Athineou salah satu dari 186 orang yang dievakuasi dari Tripoli oleh kapal angkatan laut Yunani dan mencapai pelabuhan Piraeus Sabtu pagi.
Selain 77 warga negara Yunani, ada 78 warga Tiongkok, 10 orang Inggris, 12 Siprus, tujuh Belgia, satu Albania dan Rusia.
Di antara mereka adalah beberapa diplomat, termasuk duta besar Tiongkok untuk Libya.
Libya telah menderita ketidakamanan kronis sejak penggulingan Gaddafi pada tahun 2011, dengan pemerintah baru tidak dapat mengendalikan milisi yang membantu untuk menyingkirkannya dan menghadapi ancaman dari kelompok-kelompok Islam.
"Begitu banyak orang mati untuk membuat negara ini lebih baik. Tetapi sekarang kami mulai membunuh satu sama lain dalam perang saudara," kata Osama Monsour, yang berpengalaman kerja 35 tahun pada organisasi non-pemerintah di Tripoli.

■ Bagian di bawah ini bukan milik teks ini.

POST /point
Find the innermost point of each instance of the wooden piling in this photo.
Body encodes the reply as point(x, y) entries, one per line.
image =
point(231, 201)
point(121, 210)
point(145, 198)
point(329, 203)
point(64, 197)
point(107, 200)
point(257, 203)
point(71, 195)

Pertempuran antara milisi-milisi yang bersaing di Tripoli telah memaksa penutupan bandara internasional kota itu, sementara kelompok-kelompok Islam juga memerangi pasukan khusus di kota timur Benghazi.
"Perang adalah di kota ... dan kita warga sipil berada di bawah tembakan dari kedua pihak," kata Athineou.
"Ini lebih buruk dari 2011," kata Ali Gariani, seorang Libya yang menikah dengan wanita Yunani.
"Waktu itu dibom oleh NATO. Tetapi sekarang kita sedang dibom oleh orang-orang Libya sendiri, dan ini benar-benar memalukan," katanya.